Councillor Gareth Moore (he's our guy off the estate) raised some characteristically realist points and explained that it is in the DNA of the Corpy to skew all decision-making towards business and commerce (my words), and that the planning protocols that apply for commercial projects differ entirely from those that apply to residential stuff. My understanding from what he said was that the Planning Committee on the council was overegged with expertise in the commercial field, but very light on expertise in the residential area. This has resulted in no end of bureaucratic constipation for residential matters, but was now being corrected by someone new in charge of things.

Then came an interesting bit, and it came from Alderman Graves, who was by now warming to the occasion and looking a little less likely to burst a blood vessel. It was triggered by Paul Lincoln (Basterfield House), who said that Barbican residents have special status within the Corpy - their very own committee - whereas Golden Lane is some kind of poor relation, forever in receipt of second-hand clothes. Gravesie, as I was now calling him (to myself), put on his 'thinking-cap' face and said that the way forward might be to start up a Golden Lane Working Party. To my ears this sounded like progress, and even the other assembled councillors (who all sit in a row, looking as if they are waiting to be called into the head teacher's office) showed signs of resurrection.
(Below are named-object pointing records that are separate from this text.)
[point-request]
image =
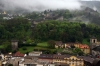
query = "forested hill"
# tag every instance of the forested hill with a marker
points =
(85, 15)
(65, 31)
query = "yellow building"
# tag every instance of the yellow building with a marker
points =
(85, 48)
(68, 59)
(59, 44)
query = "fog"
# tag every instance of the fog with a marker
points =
(39, 5)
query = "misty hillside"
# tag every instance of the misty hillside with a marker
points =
(92, 4)
(87, 15)
(20, 6)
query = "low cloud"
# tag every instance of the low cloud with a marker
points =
(39, 5)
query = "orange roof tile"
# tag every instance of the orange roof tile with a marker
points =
(84, 46)
(18, 54)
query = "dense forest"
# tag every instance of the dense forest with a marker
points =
(20, 29)
(17, 28)
(65, 31)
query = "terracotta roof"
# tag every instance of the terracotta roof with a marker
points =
(46, 56)
(58, 43)
(18, 54)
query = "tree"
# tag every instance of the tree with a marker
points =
(10, 65)
(51, 44)
(78, 51)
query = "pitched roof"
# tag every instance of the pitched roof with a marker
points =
(46, 56)
(18, 54)
(84, 46)
(58, 43)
The Aderman's suggestion was not an opportunity to be missed, and after a brief diversion into drains, insurance and a potent question from myself about the poor lighting around the estate, Sue Pearson (Hatfield House) whose middle name is Persistence, raised her hand. Were the assembled officers aware of the newfound love affair between Golden Lane residents and the Corpy, instigated by projects such as the redevelopment of the community centre, the Lord Mayor's float and an overall softening of behavioural tones. After a massive whinge about the "plastic bags" still stuck on the end of Stanley Cohen House, she spoke about evolving plans to find a robust yet sustainable management model for when the community centre is refurbed and reopened. Magically, she screwed a pledge of support from each of the honourable members of Death Row and everybody skipped off home to watch Jordan Banjo getting evicted from I'm a Celebrity...Get Me Out of Here!

Happy days.

Sunday 20 November 2016

At Renal Outpatients

Conversations about kidneys are a speciality for Billy Mann


My face must look like it needs a good talking to. Every six months or so I attend a regular outpatients appointment at the Royal London hospital in Whitechapel to monitor the state of my kidneys. I suffer from a hereditary condition that, left unchecked, might result in kidney stones. Passing a kidney stone is not something I would wish on my worst enemy. 
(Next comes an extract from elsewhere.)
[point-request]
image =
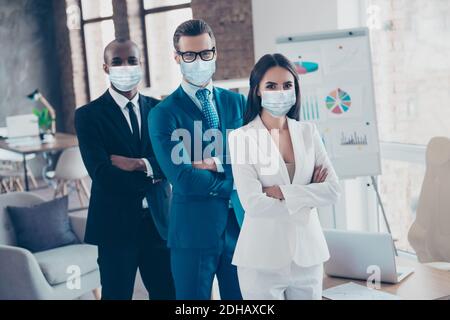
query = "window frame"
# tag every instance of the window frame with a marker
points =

In the waiting room at my most recent appointment a man sitting nearby started asking me questions about his kidney and fished for information about mine. Cheeky bastard, I thought. He wanted to know if I was in line for a transplant, because he was sure as hell he was. He started talking about the different signs of kidney damage and their intensity  I told him that right now I am able to manage my kidney difficulties by drinking lots of water. Two to three litres a day. He seemed unimpressed. "I don't like water," he said. I replied: "Any fluids will do. You can drink beer if you want." Then I realised that this man was almost certainly Muslim. Dohh!!!

'He was determined to believe his 
own kidney condition was serious'

Riven with guilt, I moved the conversation on quickly. I started to mutter something about the miracles of modern medication but he was determined to believe his own kidney condition was serious and that death was but one more visit to the urinal away. I struggled on, trying to convince him that the doctors knew what they were doing and things are rarely as bad as you think they are. But he already sold himself the idea that his predicament was drastic and that he would require a transplant. I opened my mouth, took a breath and was about to tell him that it is quite feasible to live a full and meaningful life with just one kidney, when his consultant arrived and took him off for the designated appointment. My face must have looked like it had made a narrow escape.